Metadata-Version: 2.1
Name: atollas
Version: 0.0.1
Summary: Add your description here
Requires-Python: >= 3.10
Description-Content-Type: text/markdown
Requires-Dist: pandas>=2
Requires-Dist: pyarrow>=15.0.1

# atollas 🪼

A follow along column-level typed runner for pandas workflows.

## ⚠️ Warning

This is still very *pre-alpha and experimental*, have fun experimenting with it, but it isn't ready for production workflows just yet.

## Motivation

Let's work through this series of operations and consider things that could possibly throw errors:

```python
import pandas as pd

spot_the_fail = (
  pd.read_csv("some_file.csv")  # <- file doesn't exist (obviously)
  .groupby(["col_1", "col_2"]) # <- columns aren't in dataframe
  .agg({"col_3": "sum"}) # <- column not in dataframe, or not of summable type
  .merge(
    pd.read_parquet("another_file.parquet"),  # <- file doesn't exist
    on="col_1",  # <- col_1 not of matching type
  )
  [["col_1", "col_2", "col_4"]]  # <- col_4 not resent in joined dataframe
                                 # <- col_2 also present in joined dataframe
                                 #    so now col_2_x and col_2_y exist but not
                                 #    col_2
)
```

That's also not factoring in items that might confuse business logic or otherwise cause
problems, for instance if col_1 has meant to be unique across both dataframes, but has duplicates in one or both, records would be duplicated.

Essentially, all these errors are problems with the data not matching our implicit assumptions.
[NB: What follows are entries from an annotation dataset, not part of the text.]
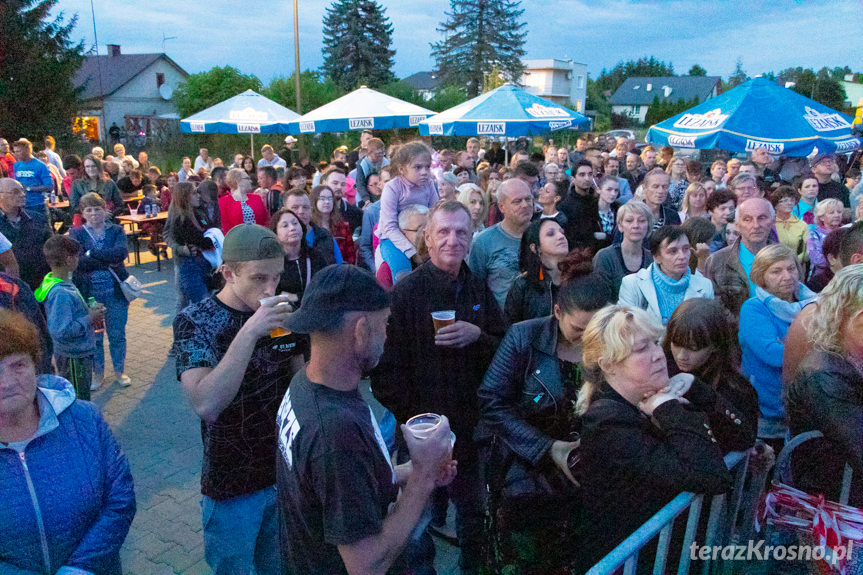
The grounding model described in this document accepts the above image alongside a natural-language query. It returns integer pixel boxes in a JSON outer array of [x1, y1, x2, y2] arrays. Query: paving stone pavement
[[93, 253, 458, 575]]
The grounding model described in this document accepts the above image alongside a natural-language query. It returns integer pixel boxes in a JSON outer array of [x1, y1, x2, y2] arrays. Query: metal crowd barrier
[[587, 451, 767, 575], [775, 431, 853, 505]]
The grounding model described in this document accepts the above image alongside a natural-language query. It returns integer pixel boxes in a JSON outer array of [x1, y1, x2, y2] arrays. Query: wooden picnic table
[[114, 212, 168, 225]]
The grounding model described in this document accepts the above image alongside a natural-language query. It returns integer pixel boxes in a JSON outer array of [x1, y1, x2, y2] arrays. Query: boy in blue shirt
[[12, 138, 54, 215], [36, 236, 105, 400]]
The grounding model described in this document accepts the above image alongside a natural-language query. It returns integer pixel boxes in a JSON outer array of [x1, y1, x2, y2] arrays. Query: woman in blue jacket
[[0, 310, 135, 575], [739, 244, 816, 453], [69, 194, 132, 390]]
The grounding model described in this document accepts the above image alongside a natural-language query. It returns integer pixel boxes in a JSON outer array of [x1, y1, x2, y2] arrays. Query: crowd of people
[[0, 127, 863, 574]]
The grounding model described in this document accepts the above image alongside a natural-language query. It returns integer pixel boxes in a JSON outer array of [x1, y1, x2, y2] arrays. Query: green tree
[[425, 86, 469, 112], [173, 66, 263, 118], [0, 0, 83, 140], [689, 64, 707, 76], [777, 66, 850, 110], [596, 56, 674, 94], [321, 0, 396, 91], [482, 64, 506, 94], [722, 58, 749, 92], [263, 70, 344, 114], [431, 0, 527, 97]]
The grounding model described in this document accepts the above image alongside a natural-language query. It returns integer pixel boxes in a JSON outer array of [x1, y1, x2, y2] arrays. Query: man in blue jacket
[[12, 138, 54, 218]]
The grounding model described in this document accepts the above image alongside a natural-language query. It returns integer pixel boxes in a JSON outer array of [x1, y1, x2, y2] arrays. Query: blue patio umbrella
[[288, 86, 434, 134], [420, 84, 590, 137], [180, 90, 300, 157], [647, 78, 860, 156]]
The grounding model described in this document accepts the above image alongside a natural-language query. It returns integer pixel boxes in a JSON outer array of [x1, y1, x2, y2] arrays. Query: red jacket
[[330, 220, 357, 264], [219, 194, 270, 234]]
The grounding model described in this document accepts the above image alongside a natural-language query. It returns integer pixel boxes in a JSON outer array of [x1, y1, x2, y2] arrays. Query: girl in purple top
[[378, 140, 438, 258]]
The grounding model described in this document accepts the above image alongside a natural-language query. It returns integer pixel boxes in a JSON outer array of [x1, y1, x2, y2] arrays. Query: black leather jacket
[[503, 273, 557, 325], [785, 351, 863, 507], [475, 316, 577, 497]]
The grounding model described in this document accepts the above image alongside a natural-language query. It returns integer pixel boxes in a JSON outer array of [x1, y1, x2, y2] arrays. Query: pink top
[[378, 176, 440, 257], [219, 194, 270, 234]]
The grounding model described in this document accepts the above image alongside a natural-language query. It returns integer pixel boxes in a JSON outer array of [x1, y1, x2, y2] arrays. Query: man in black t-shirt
[[277, 265, 455, 575], [174, 224, 307, 575]]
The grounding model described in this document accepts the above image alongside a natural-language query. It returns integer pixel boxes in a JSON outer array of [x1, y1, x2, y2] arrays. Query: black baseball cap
[[286, 264, 390, 333], [222, 224, 285, 262]]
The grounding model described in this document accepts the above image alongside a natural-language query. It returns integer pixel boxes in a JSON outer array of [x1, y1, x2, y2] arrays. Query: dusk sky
[[58, 0, 863, 84]]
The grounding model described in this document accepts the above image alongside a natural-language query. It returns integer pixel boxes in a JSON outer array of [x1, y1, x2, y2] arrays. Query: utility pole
[[294, 0, 303, 114]]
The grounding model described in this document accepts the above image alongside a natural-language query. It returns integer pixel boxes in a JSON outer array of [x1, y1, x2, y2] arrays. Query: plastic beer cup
[[260, 295, 291, 338], [406, 413, 443, 439], [431, 309, 455, 333]]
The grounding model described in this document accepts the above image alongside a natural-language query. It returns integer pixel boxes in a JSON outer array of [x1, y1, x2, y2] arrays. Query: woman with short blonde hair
[[456, 183, 490, 236], [806, 198, 845, 278], [665, 154, 689, 211], [679, 182, 707, 223], [785, 264, 863, 507], [738, 244, 816, 453], [577, 306, 731, 572]]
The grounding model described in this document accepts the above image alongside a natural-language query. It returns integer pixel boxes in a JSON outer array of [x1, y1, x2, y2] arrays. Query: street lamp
[[294, 0, 303, 114]]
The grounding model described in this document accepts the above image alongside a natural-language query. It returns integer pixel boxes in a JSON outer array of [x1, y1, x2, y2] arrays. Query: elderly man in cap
[[174, 224, 307, 575], [372, 200, 506, 573], [276, 265, 456, 575]]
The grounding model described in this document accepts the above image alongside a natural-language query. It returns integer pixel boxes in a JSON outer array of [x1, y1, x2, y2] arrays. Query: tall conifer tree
[[431, 0, 527, 97], [321, 0, 395, 91]]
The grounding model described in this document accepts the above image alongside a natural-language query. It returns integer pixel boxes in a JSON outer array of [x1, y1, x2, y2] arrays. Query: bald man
[[468, 178, 533, 309], [705, 198, 776, 317], [0, 178, 51, 289]]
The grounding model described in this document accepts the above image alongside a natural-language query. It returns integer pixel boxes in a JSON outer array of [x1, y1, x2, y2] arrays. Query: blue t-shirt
[[13, 158, 54, 208], [737, 242, 755, 297]]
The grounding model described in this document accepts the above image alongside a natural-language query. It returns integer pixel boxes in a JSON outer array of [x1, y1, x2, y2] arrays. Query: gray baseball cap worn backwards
[[286, 264, 390, 333], [222, 224, 285, 262]]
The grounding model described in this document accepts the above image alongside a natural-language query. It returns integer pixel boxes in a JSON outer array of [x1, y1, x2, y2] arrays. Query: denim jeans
[[90, 272, 129, 376], [177, 256, 211, 305], [201, 486, 281, 575]]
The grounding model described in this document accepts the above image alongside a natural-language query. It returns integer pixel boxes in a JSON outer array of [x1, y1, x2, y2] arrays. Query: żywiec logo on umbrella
[[673, 108, 728, 130], [803, 106, 851, 132], [524, 102, 569, 118], [228, 108, 268, 122]]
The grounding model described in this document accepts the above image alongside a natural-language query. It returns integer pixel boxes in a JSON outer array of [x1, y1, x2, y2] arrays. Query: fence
[[587, 452, 767, 575]]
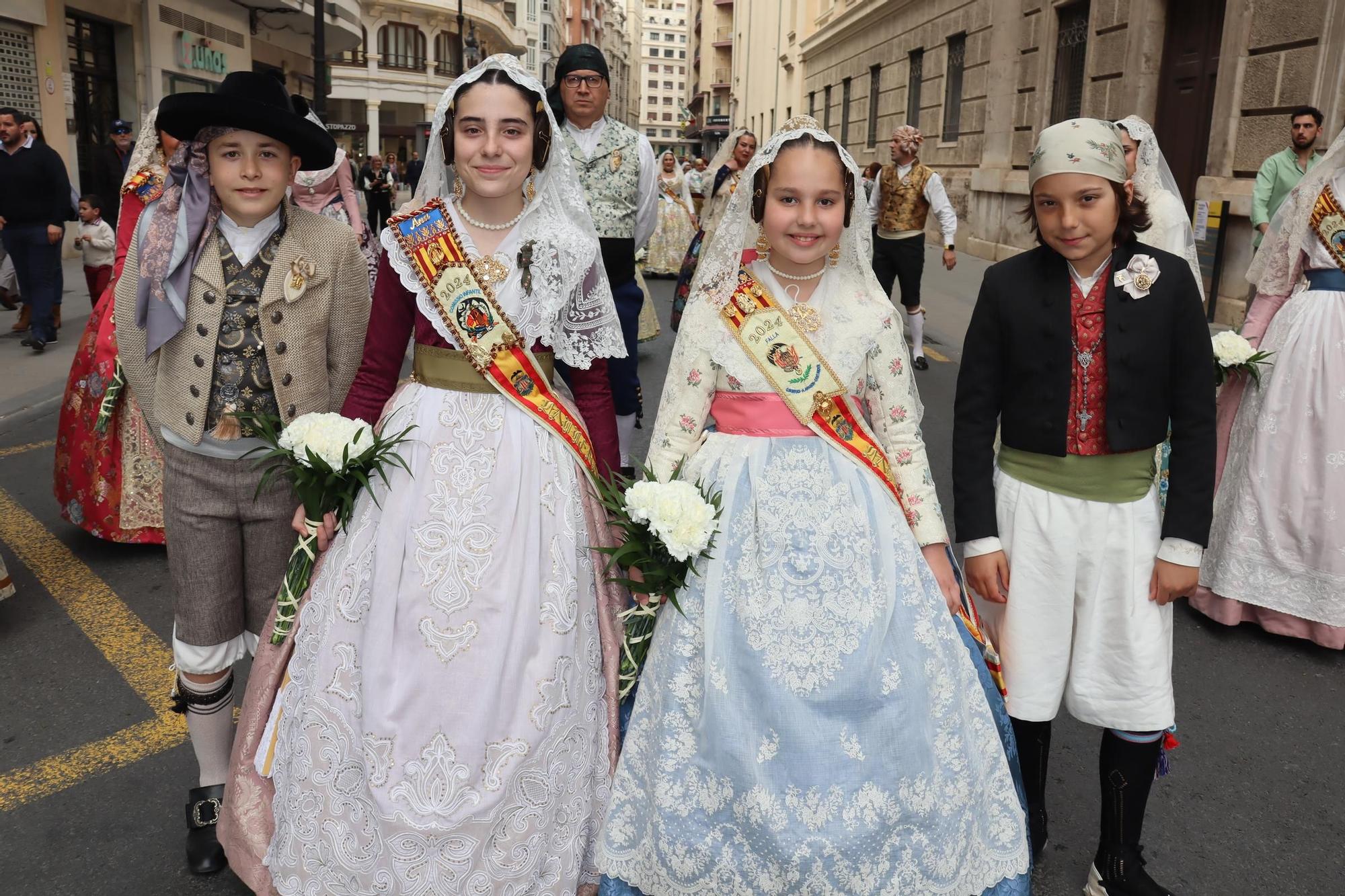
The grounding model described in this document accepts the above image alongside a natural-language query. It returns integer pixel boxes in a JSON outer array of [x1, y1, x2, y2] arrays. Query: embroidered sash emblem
[[387, 196, 597, 475], [1307, 177, 1345, 270]]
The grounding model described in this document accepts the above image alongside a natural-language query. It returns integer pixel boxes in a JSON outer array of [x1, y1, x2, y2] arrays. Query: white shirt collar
[[218, 206, 280, 265], [1069, 255, 1111, 296]]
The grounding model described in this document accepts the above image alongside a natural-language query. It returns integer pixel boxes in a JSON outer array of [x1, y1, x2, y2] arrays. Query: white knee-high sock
[[907, 311, 924, 356], [178, 671, 234, 787], [616, 414, 635, 467]]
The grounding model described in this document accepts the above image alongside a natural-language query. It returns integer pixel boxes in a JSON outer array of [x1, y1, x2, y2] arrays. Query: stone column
[[364, 99, 382, 155]]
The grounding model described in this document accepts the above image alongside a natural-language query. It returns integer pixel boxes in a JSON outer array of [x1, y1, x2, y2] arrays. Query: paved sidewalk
[[0, 255, 93, 433]]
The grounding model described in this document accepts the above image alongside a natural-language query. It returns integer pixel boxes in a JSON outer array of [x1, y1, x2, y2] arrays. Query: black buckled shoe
[[1084, 845, 1173, 896], [187, 784, 229, 874]]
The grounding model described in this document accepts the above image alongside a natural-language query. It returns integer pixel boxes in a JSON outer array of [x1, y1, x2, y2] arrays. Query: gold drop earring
[[757, 229, 771, 261]]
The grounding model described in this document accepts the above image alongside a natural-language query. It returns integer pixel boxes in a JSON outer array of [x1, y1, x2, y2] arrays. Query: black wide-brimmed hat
[[157, 71, 336, 171]]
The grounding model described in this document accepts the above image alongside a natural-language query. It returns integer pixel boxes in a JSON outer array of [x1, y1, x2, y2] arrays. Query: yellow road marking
[[925, 345, 948, 363], [0, 484, 187, 811], [0, 438, 56, 458]]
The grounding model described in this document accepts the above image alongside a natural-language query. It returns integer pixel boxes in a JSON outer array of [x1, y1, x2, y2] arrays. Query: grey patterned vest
[[561, 117, 640, 286]]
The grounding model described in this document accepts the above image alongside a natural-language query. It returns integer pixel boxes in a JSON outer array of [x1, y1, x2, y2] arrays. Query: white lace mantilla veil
[[1116, 116, 1205, 298], [678, 116, 924, 415], [381, 54, 625, 370], [120, 106, 168, 187], [1247, 129, 1345, 296]]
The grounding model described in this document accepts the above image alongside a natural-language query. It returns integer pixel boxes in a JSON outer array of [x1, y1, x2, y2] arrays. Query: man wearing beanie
[[952, 118, 1215, 896], [546, 43, 658, 474], [869, 125, 958, 370]]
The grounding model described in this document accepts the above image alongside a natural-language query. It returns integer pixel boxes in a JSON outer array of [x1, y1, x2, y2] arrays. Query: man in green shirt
[[1252, 106, 1322, 246]]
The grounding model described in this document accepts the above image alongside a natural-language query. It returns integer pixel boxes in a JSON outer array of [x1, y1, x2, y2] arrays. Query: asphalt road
[[0, 257, 1345, 896]]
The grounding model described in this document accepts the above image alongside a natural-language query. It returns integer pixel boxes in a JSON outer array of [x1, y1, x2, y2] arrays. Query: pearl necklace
[[765, 259, 827, 280], [453, 200, 527, 230]]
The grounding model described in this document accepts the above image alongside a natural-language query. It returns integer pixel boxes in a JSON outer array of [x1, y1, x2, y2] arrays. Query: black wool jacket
[[952, 239, 1215, 545]]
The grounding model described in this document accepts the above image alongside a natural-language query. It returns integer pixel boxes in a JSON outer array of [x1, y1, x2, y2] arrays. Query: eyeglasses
[[564, 75, 607, 90]]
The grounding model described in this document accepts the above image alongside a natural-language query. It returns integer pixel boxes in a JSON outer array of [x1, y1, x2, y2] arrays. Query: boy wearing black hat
[[116, 71, 370, 873], [546, 43, 658, 474]]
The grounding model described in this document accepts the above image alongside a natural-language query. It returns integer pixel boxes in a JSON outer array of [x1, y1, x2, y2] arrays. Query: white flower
[[1112, 255, 1158, 298], [1210, 329, 1256, 367], [625, 479, 714, 560], [280, 413, 374, 471]]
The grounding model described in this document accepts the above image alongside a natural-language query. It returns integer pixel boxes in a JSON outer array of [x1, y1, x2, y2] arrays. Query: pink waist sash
[[710, 391, 816, 437]]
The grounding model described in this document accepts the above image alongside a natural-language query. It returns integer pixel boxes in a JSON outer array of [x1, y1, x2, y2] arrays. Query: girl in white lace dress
[[254, 56, 624, 896], [599, 116, 1029, 896]]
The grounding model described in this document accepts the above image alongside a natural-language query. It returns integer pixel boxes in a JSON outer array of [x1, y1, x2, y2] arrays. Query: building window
[[841, 78, 850, 147], [907, 50, 924, 128], [943, 34, 967, 142], [378, 22, 425, 71], [332, 26, 369, 66], [1050, 0, 1088, 124], [865, 66, 882, 147], [434, 31, 465, 78]]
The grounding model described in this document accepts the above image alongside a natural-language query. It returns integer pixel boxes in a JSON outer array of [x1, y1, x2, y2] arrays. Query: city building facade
[[785, 0, 1345, 323], [635, 0, 693, 157]]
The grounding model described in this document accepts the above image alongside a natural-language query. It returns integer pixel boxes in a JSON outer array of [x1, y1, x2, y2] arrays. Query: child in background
[[75, 192, 117, 305]]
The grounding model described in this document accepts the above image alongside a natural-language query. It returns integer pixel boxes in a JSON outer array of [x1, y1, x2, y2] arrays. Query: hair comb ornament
[[781, 116, 822, 130]]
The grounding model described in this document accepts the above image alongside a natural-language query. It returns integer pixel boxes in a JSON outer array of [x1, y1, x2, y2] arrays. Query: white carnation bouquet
[[1210, 329, 1275, 386], [594, 466, 722, 700], [238, 413, 414, 645]]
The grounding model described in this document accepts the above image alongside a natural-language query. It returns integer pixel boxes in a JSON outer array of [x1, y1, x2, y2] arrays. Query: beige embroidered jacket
[[116, 206, 370, 450]]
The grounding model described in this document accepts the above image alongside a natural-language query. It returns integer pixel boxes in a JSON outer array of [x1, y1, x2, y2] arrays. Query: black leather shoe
[[187, 784, 229, 874]]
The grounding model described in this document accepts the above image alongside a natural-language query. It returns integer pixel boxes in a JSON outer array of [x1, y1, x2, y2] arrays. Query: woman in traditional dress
[[672, 129, 756, 331], [599, 116, 1030, 896], [644, 152, 697, 277], [289, 97, 378, 290], [1190, 126, 1345, 650], [54, 110, 178, 545], [221, 55, 624, 896], [1116, 116, 1205, 507]]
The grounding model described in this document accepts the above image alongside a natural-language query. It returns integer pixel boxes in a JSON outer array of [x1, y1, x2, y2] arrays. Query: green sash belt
[[999, 445, 1154, 505], [412, 343, 555, 395]]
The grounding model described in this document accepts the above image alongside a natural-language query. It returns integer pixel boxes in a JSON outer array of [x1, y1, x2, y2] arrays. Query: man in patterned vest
[[547, 43, 658, 474], [869, 125, 958, 370]]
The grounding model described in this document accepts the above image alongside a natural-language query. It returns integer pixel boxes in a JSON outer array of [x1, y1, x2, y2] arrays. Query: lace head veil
[[1116, 116, 1205, 297], [1247, 129, 1345, 296], [122, 106, 168, 187], [381, 54, 625, 368], [678, 116, 923, 411]]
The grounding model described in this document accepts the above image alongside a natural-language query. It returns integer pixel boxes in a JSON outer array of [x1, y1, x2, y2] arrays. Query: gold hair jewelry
[[757, 230, 771, 261]]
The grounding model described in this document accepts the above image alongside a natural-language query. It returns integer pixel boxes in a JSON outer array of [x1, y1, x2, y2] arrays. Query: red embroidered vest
[[1065, 263, 1111, 455]]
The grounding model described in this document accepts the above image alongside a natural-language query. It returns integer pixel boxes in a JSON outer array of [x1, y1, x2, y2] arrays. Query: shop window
[[1050, 1, 1088, 124], [378, 22, 425, 71], [943, 34, 967, 142]]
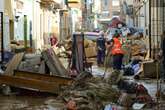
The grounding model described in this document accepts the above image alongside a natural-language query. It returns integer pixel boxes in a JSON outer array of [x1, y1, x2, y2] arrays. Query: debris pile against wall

This is a natural consequence of the fact that pandas is designed for exploration and experimentation, and not column level type safety.

*Atollas* is a column-level type safe runner for pandas, the above code using Atollas would look like this:

```python
import atollas
import atollas.types as at
import atollas.aggregations as ag

spot_the_fail = (
  atollas.read_csv(
    "some_file.csv",
    schema={"col_1": at.unique(at.integer), "col_2": at.string, "col_3": at.double},
  )  # <- specified schema is incorrect
  aggregate(
    by=["col_1", "col_2"],
    col_3=ag.Sum("col_3"),
  )
  .merge(
    atollas.read_parquet(
       "another_file.parquet",
       schema={"col_1": at.unique(at.integer), "col_4": at.datetime_tz("UTC")},
    ),  # <- specified schema is incorrect
    cardinality="one-to-one",
    on="col_1",
  )
  .filter_columns("col_1", "col_2", "col_3")
)
```

Note that we have to take on more lines of code, because we're having to express not just what we're doing with the data, but also *what we're expecting the data to look like*. The upshot of that, is there are now only two possible places for runtime errors - when we're reading in the csv, and when we're reading in the parquet.

This is a massive benefit for production workflows, because all dataframe errors are reduced to something like:

```
atollas.read_csv raise TypeError:
  file "some_file.csv" did not match specified type,
  "col_1" is meant to be unique, but has duplicate records
```

Which means we can quickly track down any issues.

Atollas monitors the types at read time, and will also raise an error if we try to carry out operations that are incorrect for our given schema, for instance, we can only merge with a "one-to-one" cardinality because `col_1` is unique in both dataframes (as indicated by the `at.unique(at.integer)` type, if that hadn't been specified, atollas would throw an error during testing or any run time telling us those instructions aren't valid.